Менолли чуть не поперхнулась. Сама мысль о том, что ее незатейливая музыка может понравиться кому-то больше, чем блестящие сочинения Домиса, казалась ей просто невероятной. И все же она поняла отличие, на котором так настаивал Сибел — Домис сочинял исключительно для музыкантов. — Разумеется, музыка мастера Домиса тоже нужна, но она играет совсем другую роль. Он мастер композиции, и тебе еще предстоит у него многое перенять…

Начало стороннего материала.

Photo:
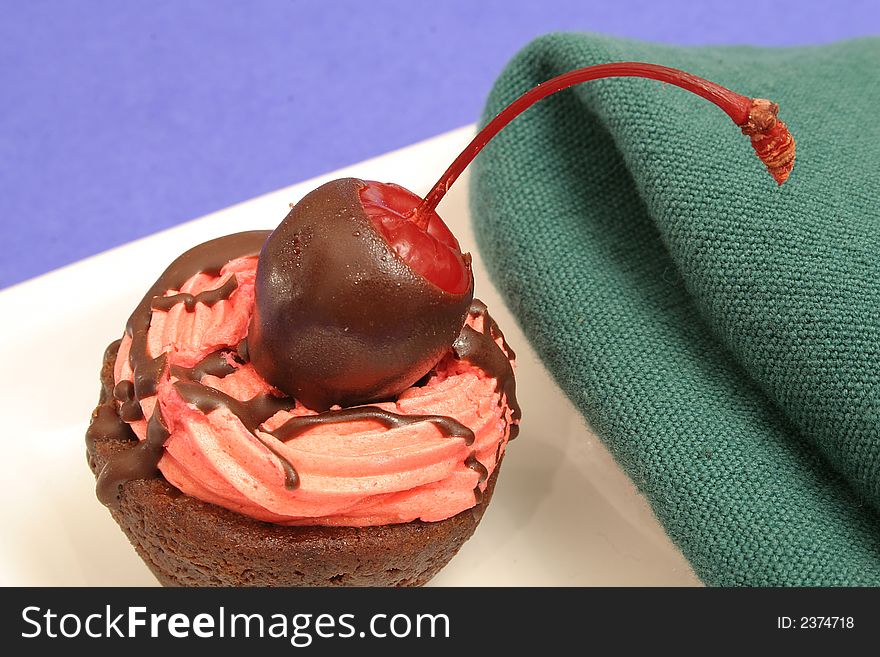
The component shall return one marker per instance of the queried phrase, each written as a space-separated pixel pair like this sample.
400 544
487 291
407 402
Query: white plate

— Да, я знаю. — И поскольку одна мысль никак не давала Менолли покоя, она скороговоркой выпалила: — Посоветуй, Сибел, как мне быть с песенкой о королеве файров? Мастер Робинтон ее переработал, так что она стала в тысячу раз лучше. Но он уже сказал всем, что это моя песня.
— Ну и что тут такого? Значит, Главный арфист хочет, чтобы все так думали. И наверняка у него есть на это свои причины. — Сибел похлопал девочку по плечу. — А потом, он не так уж много изменил в твоей песне… Просто… — Сибел пояснил свои слова выразительным жестом, — слегка сжал ее. А саму мелодию не тронул, и как раз ее-то сейчас повсюду и распевают. Тебе еще предстоит научиться отделывать музыку, но так, чтобы она не утратила своей свежести. Вот почему очень важно заниматься у Домиса. У него есть чистота формы, у тебя оригинальность.
Менолли не знала, что ответить. Она с горечью вспоминала, как ей доставалось как раз за то, к чему ее теперь поощряют.
— Ну что ты сжалась, как улитка? — резко спросил Сибел. — Что случилось? Да ты побелела, как полотно… Скорлупа и осколки! — Последние слова прозвучали как ругательство и, приняв их на свой счет, Менолли испуганно уставилась на юношу. — До чего некстати…
Проследив за его взглядом, она увидела бронзового дракона, который, кружась, спускался над главным двором.
— Это Н'тон. Мне нужно договориться с ним о нашей учебной прогулке.
Я на минутку. — Сибел выскочил из комнаты, его быстрые шаги прогремели по лестнице и смолкли.
Девочка глядела на партитуру пьесы, которую они недавно играли вместе, и слова подмастерья эхом отдавались у нее в ушах: «У него есть чистота формы, у тебя — оригинальность. Твою мелодию сейчас повсюду напевают». Неужели людям могут нравиться ее безделицы? Трудно поверить! Хотя, вроде, у Сибела нет причин ее обманывать. Как, впрочем, и у Главного арфиста — а ведь он сказал, что ему очень нужна ее музыка. И не только ему — всему Цеху. Просто невероятно! Она ударила по струнам — комнату наполнил мощный ликующий аккорд, но девочка мгновенно спохватилась и повторила его в более сдержанном варианте — решив, что столь безудержный всплеск недопустим с точки зрения чистоты формы.